上演台本:たいらのまさピコ(河原雅彦)・大堀光威

音楽:レキシ/音楽監督:ヒロ出島(山口寛雄

振付:梅棒

【出演】

山本耕史 松岡茉優 佐藤流司 高田聖子 井上小百合(乃木坂46)

前田悟 浦嶋りんこ 山本亨 藤井隆八嶋智人

梅澤裕介 遠山晶司 楢木和也 野田裕貴/巽徳子 YOU 碓井菜央 佐久間夕貴 五十嵐結也 永井直也/カイル・カード サラ・マクドナルド

*・*・:::・*・*:::・*・*:::・*・*:::・*・

観劇日時

2019年3月31日(土)13:00~ @オリックス劇場(大阪)

*・*・:::・*・*:::・*・*:::・*・*:::・*・

 

NHK時代劇枠御用達俳優であるプロ侍、山本耕史ニートから侍になる話。

それが愛のレキシアター『ざ・びぎにんぐ・おぶ・らぶ』である。 www.rekitheater.jp

当初「あのレキシの名曲たちがミュージカルになる!」というニュースを目にした時「いやいやまた舞台化かい~何でもかんでも最近は舞台にミュージカルにって…ってレキシ?あのレキシ?(レキシの表情の絵文字)」と混乱したことを覚えている。

ただ、大阪公演の期間は年度末なのでなんとなく(ただとにかくなんとなく)バタバタしている時期に感じ、「どうする…念願の山本耕史も観れるが…見送るかもしれない…レキシが出る訳じゃないしな…。てか本家のライブ行くし(マウント)?御免!」と一時見送っていた事実をここに公表し、謝罪いたします。

 

2月。(BGM♪ほら貝の音)

大阪城ホールのアリーナにいた。去年の夏から楽しみに待ちわびていた『レキシ TOUR 2018 まんま日本ムキシばなし』ファイナル公演である。

無論大盛り上がりでわたしも大暴れした。

そこにゲスト兼レキシアターの宣伝で八嶋智人さん(レキシネーム劇団シキブ)が登場、華麗なダンスと八嶋節を披露していた。

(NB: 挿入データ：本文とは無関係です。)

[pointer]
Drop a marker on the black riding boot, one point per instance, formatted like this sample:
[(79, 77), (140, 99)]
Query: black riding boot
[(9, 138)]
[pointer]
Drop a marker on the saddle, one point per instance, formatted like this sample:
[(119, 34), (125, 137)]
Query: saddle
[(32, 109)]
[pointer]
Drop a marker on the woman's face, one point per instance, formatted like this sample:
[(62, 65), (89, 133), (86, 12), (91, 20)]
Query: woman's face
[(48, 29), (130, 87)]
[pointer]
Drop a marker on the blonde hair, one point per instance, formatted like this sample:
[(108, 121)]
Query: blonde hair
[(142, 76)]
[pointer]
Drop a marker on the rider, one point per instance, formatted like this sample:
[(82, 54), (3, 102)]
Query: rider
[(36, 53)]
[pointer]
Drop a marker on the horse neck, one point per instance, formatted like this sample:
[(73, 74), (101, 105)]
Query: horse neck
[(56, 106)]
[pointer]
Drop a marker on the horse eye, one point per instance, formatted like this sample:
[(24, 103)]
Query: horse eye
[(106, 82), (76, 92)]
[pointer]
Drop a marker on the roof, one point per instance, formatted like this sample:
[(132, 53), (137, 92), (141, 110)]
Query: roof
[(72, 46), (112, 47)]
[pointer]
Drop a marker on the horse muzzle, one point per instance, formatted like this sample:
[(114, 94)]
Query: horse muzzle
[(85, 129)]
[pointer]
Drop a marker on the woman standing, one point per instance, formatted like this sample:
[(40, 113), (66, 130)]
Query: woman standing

「やっぱりレキシの歌サイコー!レキシアター一時見送ってごめん!行きます!!(稲を振りながら)」と観に行くに至ったのだった。

 

ちなみにこの感想、「なんだかよくわからないけど、とりあえず楽しかったのかな」ってことくらいしかわからないです。少なくとも自分で見返してそういう気持ちになった。

あらすじに関してはうまく説明できないので、なんか適当に検索して見つけてください。

 

 

まさかのお葬式オープニング

いきなりレキシこと池ちゃんのお葬式映像から始まって笑う。

ストーリーは、弔問に来たいとうせいこう氏(足軽先生)が「今までの作品をどうやって残していこう」と嘆いていると、河原さん(演出)が登場し「ならミュージカルにしよう!」って提案し始めてどうにかこうにかなって、最終的に八嶋さんにレキシが憑依するという展開。

「あ~もうレキシだな、今から何が起きてもレキシの世界だから」という非常に寛容な気持ちになれてしまう。すでに観客はレキシーランドに引きずり込まれているのだ!(てかレキシーランドって何?)

 

NHK御用達侍がニートから侍になる話

一番初めに使うやすりレベルに粗い粗筋。

主人公・織田こきん君山本耕史さん・引きこもり歴25年)が歴女アイドルカオリコ様松岡茉優さん)に憧れて日本史の勉強を始め、いきなり『夢の国・レキシーランドに迷い込み、そこで色々あり揉みくちゃにされつつ人間として成長し、最終的にニートを卒業してハッピーエンドという話である。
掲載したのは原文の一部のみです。